Further adventures with TTS models reveal serious limitations
It was a good morning. The sun was peeking over the horizon. I had a steaming mug of coffee, and my MacOS scripting-and-voiceover app was behaving as expected. I'd even added voices from the ElevenLabs text-to-speech (TTS) model by adapting this Swift package. While it doesn't support MacOS, I was able to clone it, adapt it, and attach it to my project.
So, I was ready to produce my first AI-recorded audio track. I even had a script, also produced by AI, ready to go: a pronoun lesson for the Mandarin for Beginners GPT that sparked my immediate need for a text-to-speech model.
Recording with OpenAI's TTS
I decided to get started with the OpenAI Shimmer voice. I pasted my script into the text window, checked it for errors, and hit play. At first everything sounded great. Maybe a little unemotional, but still perfectly fine for a language lesson. Transitions between English and Mandarin were smooth, and accents in both languages were accurate. But a major issue soon emerged.
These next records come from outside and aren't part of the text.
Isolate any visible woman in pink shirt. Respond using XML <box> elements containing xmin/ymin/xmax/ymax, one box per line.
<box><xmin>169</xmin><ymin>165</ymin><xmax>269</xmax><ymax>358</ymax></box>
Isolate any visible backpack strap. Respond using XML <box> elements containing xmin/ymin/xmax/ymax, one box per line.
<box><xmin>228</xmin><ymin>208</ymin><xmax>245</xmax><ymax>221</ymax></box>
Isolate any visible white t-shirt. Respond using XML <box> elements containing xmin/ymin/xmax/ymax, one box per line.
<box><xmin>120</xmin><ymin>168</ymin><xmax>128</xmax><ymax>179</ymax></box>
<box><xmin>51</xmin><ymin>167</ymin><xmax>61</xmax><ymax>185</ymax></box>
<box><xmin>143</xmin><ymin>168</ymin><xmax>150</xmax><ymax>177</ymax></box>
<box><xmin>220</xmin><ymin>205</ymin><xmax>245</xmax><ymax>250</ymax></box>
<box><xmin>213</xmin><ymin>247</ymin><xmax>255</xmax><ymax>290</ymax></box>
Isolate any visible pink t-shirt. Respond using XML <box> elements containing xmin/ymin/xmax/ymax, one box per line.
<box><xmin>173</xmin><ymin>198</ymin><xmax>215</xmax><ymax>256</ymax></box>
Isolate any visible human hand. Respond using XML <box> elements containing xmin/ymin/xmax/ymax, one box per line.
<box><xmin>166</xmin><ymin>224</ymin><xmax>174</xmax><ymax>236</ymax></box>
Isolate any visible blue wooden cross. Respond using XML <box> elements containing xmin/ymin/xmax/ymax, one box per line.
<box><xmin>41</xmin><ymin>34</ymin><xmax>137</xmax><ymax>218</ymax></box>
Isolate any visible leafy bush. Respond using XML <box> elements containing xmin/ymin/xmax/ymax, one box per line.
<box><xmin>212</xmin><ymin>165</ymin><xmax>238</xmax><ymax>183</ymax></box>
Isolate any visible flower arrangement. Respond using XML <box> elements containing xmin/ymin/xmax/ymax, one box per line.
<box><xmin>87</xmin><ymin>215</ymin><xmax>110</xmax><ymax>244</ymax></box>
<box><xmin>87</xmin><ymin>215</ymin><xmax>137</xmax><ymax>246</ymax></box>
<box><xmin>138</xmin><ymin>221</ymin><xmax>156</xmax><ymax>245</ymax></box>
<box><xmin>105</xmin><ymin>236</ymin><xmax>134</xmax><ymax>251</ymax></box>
The model either ignored SSML tags or read them aloud. Here's a short snippet I used for testing:
Let's first learn about the Mandarin pronouns for I and Me. I or Me is translated as 我 (wǒ).
<break time = "2s"/>
Please, repeat after me - 我 (wǒ).
And here's the recording:
The narration didn't pause. It also dropped the 我 (wǒ) at the end of the third sentence. I played around with various prompting techniques, such as adding dots and dashes, to no avail. After doing a little digging, the answer became clear. The OpenAI TTS does not yet support SSML in any meaningful way.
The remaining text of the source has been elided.